Some biographies say he abandoned his Stanford education to jump start his father's company, others say he graduated; for example, Gale Biography in Context (2012) claims he got a "bachelor's degree in arts and science"; The Gale Biography in Context (2003) reports that he interrupted his engineering studies "midway through his degree at Stanford" when his father died. Michigan State University (which invited him to speak to the graduating class in 2014), claims he is "a graduate in electrical engineering" from Stanford (States New Service, 2014).
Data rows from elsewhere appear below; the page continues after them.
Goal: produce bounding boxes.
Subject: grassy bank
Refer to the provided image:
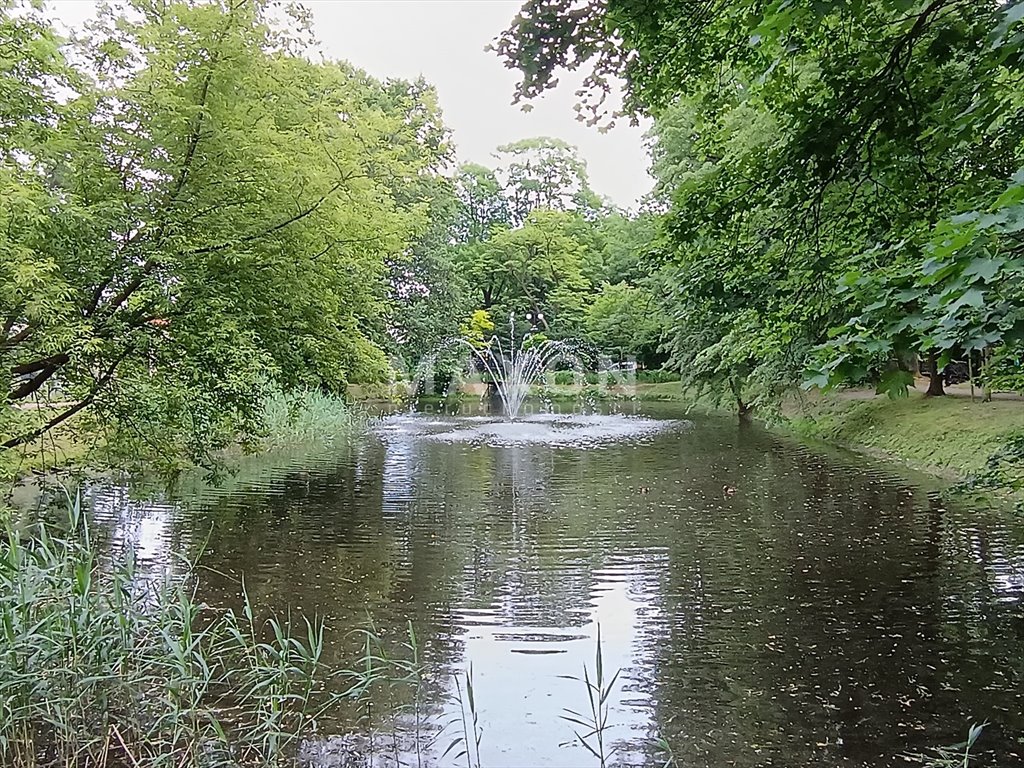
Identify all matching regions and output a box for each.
[785,391,1024,499]
[557,381,1024,501]
[2,390,368,487]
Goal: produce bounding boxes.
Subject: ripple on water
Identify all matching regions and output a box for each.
[382,412,690,447]
[64,404,1024,768]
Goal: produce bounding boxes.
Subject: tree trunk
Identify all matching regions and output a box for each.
[730,375,753,421]
[925,350,945,396]
[982,348,992,402]
[737,399,753,422]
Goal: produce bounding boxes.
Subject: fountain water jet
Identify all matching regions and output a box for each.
[456,316,579,421]
[390,319,683,446]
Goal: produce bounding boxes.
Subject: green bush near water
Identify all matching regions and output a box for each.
[0,492,329,767]
[545,369,680,386]
[635,370,681,384]
[261,389,368,449]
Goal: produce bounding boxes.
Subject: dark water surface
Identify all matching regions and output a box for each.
[80,403,1024,767]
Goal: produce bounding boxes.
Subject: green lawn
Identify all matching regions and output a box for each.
[787,391,1024,480]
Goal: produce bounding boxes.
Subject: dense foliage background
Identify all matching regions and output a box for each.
[496,0,1024,412]
[0,0,663,467]
[5,0,1024,468]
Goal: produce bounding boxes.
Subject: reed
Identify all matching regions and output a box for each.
[444,663,483,768]
[0,490,329,767]
[260,388,367,449]
[559,624,620,768]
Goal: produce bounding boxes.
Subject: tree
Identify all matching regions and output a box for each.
[495,137,601,225]
[386,176,471,370]
[591,211,658,285]
[585,282,665,367]
[463,209,592,338]
[453,162,510,244]
[497,0,1024,407]
[1,0,448,462]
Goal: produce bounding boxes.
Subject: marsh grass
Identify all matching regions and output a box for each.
[0,490,330,768]
[261,389,368,449]
[339,620,445,768]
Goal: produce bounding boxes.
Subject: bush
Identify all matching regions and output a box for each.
[636,369,681,384]
[551,370,599,385]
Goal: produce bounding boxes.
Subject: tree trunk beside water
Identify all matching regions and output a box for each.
[925,350,945,397]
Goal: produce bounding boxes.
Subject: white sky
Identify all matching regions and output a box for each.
[46,0,654,209]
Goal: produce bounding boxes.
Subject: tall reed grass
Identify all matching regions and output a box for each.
[0,491,329,767]
[559,625,620,768]
[260,389,368,449]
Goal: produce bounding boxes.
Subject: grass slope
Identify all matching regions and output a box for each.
[627,383,1024,500]
[786,391,1024,483]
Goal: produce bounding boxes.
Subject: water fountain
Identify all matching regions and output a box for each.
[458,313,576,421]
[377,313,684,447]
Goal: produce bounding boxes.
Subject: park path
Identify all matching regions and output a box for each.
[834,379,1023,402]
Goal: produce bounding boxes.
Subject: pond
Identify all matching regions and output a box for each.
[78,402,1024,767]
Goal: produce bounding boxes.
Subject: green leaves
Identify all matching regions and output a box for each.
[962,256,1003,283]
[1,0,449,462]
[498,0,1024,405]
[875,369,914,400]
[585,282,667,366]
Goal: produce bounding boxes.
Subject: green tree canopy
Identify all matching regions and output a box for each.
[458,209,592,337]
[1,0,448,461]
[453,162,510,244]
[495,137,602,225]
[497,0,1024,405]
[585,282,666,367]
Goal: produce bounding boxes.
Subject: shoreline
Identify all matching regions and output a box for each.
[619,382,1024,504]
[6,382,1023,506]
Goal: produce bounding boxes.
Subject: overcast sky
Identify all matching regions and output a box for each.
[47,0,653,209]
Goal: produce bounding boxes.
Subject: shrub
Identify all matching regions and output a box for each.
[635,369,681,384]
[261,389,368,448]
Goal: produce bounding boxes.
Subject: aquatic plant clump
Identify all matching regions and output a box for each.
[0,492,328,768]
[261,388,369,448]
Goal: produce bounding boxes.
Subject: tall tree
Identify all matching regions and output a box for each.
[585,282,666,367]
[495,137,601,225]
[496,0,1024,405]
[453,162,510,244]
[387,175,471,369]
[464,209,592,337]
[1,0,447,461]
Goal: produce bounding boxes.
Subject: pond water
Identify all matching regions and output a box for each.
[78,402,1024,767]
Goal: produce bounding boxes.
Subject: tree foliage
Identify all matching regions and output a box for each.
[1,0,447,462]
[495,136,601,224]
[448,139,660,357]
[585,282,665,367]
[498,0,1024,407]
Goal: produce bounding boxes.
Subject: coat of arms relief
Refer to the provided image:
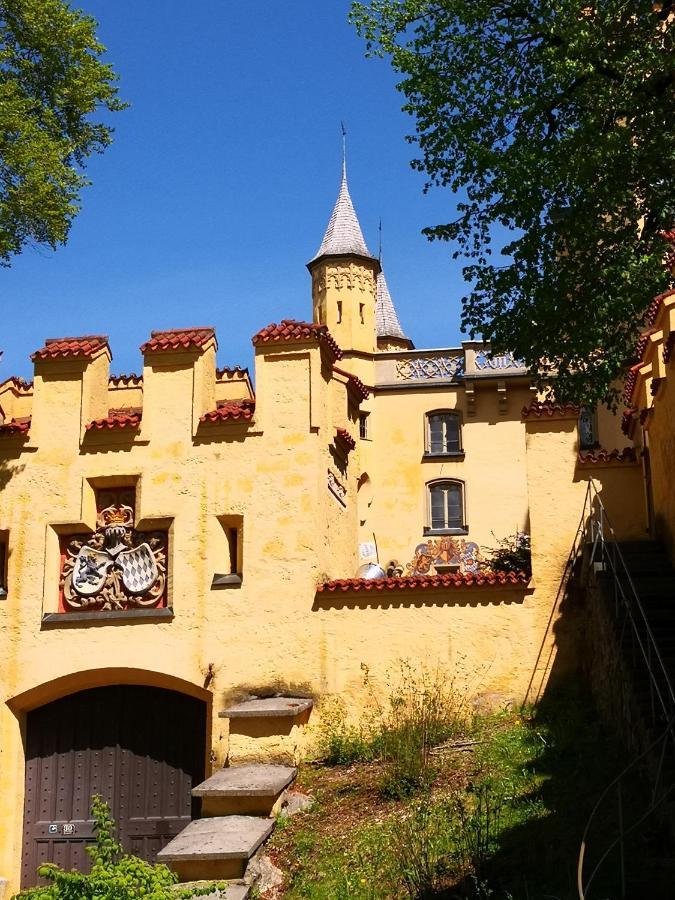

The company his father had launched was Western India Vegetable Products (producing cooking oil); it was a business "in shambles," Ivaravl writes, but Premji had strong entrepreneurship in his blood because besides his father's knack for starting businesses, his grandfather had founded "one of the largest rice-trading businesses in India (Ivaravl).
The 21-year-old Premji dug in and began to diversify the company, moving it away from strictly producing vegetable oil and laundry soap into such products as shoes, baby products, light bulbs and toiletries; in time he began producing healthcare technology and person computers (Gale Biography in Context, 2003). '
Premji changed the name of his father's company to Western India Products (Wipro) in 1977, and by the year 2000 Wipro had become a "global leader in software solutions" and contracted with General Electric and Cisco to provide servers and routers. "He is an incredibly shrewd businessman" and specializes in outsourcing computer software with "an army of low-cost but highly skilled workers" (Gale Biography in Context, 2003).
His leadership style is based on values and ethics. He is a billionaire many times over and is one of the richest men in India albeit he drives an old car, flies business class, and stays in modest hotels (Gee, 2008). His Wipro company has 95,000 employees and "shaves expenses in thousands of ways, day in and day out" (Gee).
His foundation, the Azim Premji Foundation, has spent millions of dollars helping primary school education in India, "with a special emphasis on girls"; the company also provides disaster relief when there are emergencies in India (Gee). His foundation also provides funding for 1,700 NGOs (non-governmental organizations) in India.